Wacky Taxi

Taxi rides in the city are cheap and easy to find. Simply ask the front desk to call you a cab, or flag one in the street. For less than 5 American dollars one can travel across town or to the local Korean BBQ place for a birthday dinner of a colleague. It was in this pursuit that three of our heroes embarked on a journey they would not forget.

The last taxi to arrive was driven by a middle aged woman, the first taxi driver I have encountered that was not a man. As we entered the vehicle she was having a heated conversation with our concierge, I assumed that they were clarifying the location in which we had hoped to journey. The car was a small Honda and we noticed immediately that shock absorption was not a comfort afforded to us on this trip. As we left the parking lot of the hotel a small speed bump set off a chain reaction… a loud crack was heard an immediately ignored as our driver peeled out of the driveway and entered traffic.

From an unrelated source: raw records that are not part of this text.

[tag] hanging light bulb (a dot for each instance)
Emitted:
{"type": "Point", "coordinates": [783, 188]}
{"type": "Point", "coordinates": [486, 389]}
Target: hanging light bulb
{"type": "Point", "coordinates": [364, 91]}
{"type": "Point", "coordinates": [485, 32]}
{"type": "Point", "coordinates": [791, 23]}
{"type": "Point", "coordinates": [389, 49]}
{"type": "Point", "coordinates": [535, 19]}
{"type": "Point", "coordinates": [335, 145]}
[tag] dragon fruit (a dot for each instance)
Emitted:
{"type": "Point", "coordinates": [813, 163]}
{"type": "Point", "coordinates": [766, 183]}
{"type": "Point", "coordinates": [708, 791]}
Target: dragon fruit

The two of us in the back seat observed an odd sound as the taxi continued to drive. As the sound grew worrisome the driver pulled the emergency brake and stopped dead in the fast lane. As traffic passed on the right, she left the car to investigate a bumper that had obviously been repaired on more than one occasion. Fashioned with only rusty screws, the bumper held on by the grace of god. One of the adventurers suggested that we rip the bumper off as a sacrifice to the traffic Gods and abandon it in a bush. However, our fearless driver surmised that she could fix this bumper. While scavenging for tools she lifted the trunk to reveal a very large tank of gasoline that sits behind the rear passengers, a horrifying surprise. Armed with only a lanyard and an old phone charger she fashioned the bumper back to the vehicle. A police officer watched the ordeal with a cigarette hanging out of his mouth, seemingly unconcerned. As she motioned us to get back in the car we finally sat down and proceeded to crawl at a nauseatingly slow place to the restaurant where our friends anticipated our arrival. As we sat in the vehicle a fellow (who is to remain anonymous) exclaimed, ” I just realized that I am going to sh*t my pants!”